Trends Hear. 2023 Jan-Dec;27:23312165231156673. doi: 10.1177/23312165231156673.

DOI:10.1177/23312165231156673

PMID:36794551

原文链接:https://pmc.ncbi.nlm.nih.gov/articles/PMC9936395/

Abstract

Closed-set consonant identification, measured using nonsense syllables, has been commonly used to investigate the encoding of speech cues in the human auditory system. Such tasks also evaluate the robustness of speech cues to masking from background noise and their impact on auditory-visual speech integration. However, extending the results of these studies to everyday speech communication has been a major challenge due to acoustic, phonological, lexical, contextual, and visual speech cue differences between consonants in isolated syllables and in conversational speech.
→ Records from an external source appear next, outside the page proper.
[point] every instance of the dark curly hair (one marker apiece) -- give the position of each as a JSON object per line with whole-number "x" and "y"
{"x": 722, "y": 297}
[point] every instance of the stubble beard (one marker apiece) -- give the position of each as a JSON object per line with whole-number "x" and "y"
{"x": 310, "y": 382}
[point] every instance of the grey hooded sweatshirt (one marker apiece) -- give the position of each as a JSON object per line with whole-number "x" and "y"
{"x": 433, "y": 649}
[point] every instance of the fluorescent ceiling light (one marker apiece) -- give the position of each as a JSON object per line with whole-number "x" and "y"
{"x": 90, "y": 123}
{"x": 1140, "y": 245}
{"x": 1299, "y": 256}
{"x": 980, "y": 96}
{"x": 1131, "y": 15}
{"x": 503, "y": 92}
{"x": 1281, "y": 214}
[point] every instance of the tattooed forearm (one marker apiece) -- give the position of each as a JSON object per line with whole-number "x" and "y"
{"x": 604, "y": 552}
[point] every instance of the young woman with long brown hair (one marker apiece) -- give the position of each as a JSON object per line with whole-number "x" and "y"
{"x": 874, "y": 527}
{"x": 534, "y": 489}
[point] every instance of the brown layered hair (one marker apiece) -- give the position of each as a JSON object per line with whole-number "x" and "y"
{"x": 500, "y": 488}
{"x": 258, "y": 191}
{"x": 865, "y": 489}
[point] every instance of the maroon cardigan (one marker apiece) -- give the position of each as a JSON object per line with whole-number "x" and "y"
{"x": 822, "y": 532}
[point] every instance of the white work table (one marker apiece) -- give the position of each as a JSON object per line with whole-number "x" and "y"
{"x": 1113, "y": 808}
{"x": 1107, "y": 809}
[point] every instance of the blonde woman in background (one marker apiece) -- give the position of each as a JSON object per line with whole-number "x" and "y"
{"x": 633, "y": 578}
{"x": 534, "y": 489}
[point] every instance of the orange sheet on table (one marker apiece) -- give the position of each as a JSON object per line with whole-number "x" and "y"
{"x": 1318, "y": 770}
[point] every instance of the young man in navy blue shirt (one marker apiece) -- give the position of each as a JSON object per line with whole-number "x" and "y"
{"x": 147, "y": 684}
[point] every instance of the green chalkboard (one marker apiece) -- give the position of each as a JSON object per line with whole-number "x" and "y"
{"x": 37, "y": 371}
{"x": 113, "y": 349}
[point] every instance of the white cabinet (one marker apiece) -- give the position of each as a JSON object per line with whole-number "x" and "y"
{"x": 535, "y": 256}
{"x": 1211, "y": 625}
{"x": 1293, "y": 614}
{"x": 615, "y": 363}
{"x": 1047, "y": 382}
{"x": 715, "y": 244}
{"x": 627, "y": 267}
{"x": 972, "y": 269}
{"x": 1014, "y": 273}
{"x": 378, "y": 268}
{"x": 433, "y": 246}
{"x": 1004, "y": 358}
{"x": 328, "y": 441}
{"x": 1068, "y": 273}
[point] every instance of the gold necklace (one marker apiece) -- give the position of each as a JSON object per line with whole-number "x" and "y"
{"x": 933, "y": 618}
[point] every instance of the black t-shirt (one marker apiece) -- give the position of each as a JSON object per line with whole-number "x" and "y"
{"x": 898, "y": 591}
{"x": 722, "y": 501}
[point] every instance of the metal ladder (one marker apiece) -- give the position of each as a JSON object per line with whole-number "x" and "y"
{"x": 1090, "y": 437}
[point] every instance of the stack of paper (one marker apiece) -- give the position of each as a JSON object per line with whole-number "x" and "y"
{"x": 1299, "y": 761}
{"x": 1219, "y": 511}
In an attempt to isolate and address some of these differences, recognition of consonants spoken in multisyllabic nonsense phrases (e.g., aBaSHaGa spoken as /ɑbɑɡɑ/) produced at an approximately conversational syllabic rate was measured and compared with consonant recognition using Vowel-Consonant-Vowel bisyllables spoken in isolation. After accounting for differences in stimulus audibility using the Speech Intelligibility Index, consonants spoken in sequence at a conversational syllabic rate were found to be more difficult to recognize than those produced in isolated bisyllables. Specifically, place- and manner-of-articulation information was transmitted better in isolated nonsense syllables than for multisyllabic phrases. The contribution of visual speech cues to place-of-articulation information was also lower for consonants spoken in sequence at a conversational syllabic rate. These data imply that auditory-visual benefit based on models of feature complementarity from isolated syllable productions may over-estimate real-world benefit of integrating auditory and visual speech cues.

摘要

采用无意义音节进行的闭音节辅音识别已广泛用于研究人类听觉系统对语音线索的编码。这些任务还评估了语音线索对背景噪声掩蔽的稳健性及其对视听语音整合的影响。然而，由于孤立音节和会话语音中辅音之间的声学、语音学、词汇、语境和视觉语音线索差异，将这些研究结果扩展到日常言语交流一直是一个主要挑战。为了分离和解决其中的一些差异，测量并比较了在近似会话音节率下以多音节无意义短语（例如，以 /ɑbɑɡɑ/ 发音的 aBaSHaGa）发音的辅音识别，以及在孤立音节中以元音-辅音-元音双音节发音的辅音识别。在用语音可懂度指数（Speech Intelligibility Index）对刺激可懂度进行差异校正后，发现以会话音节率连续发音的辅音比孤立双音节发音的辅音更难识别。具体来说，在孤立的无意义音节中，发音位置和发音方式的信息传递比多音节短语更好。对于以会话音节率连续发音的辅音，视觉语音线索对发音位置信息的贡献也较低。这些数据表明，基于孤立音节产生的特征互补模型的视听增益可能高估了整合听觉和视觉语音线索的实际增益。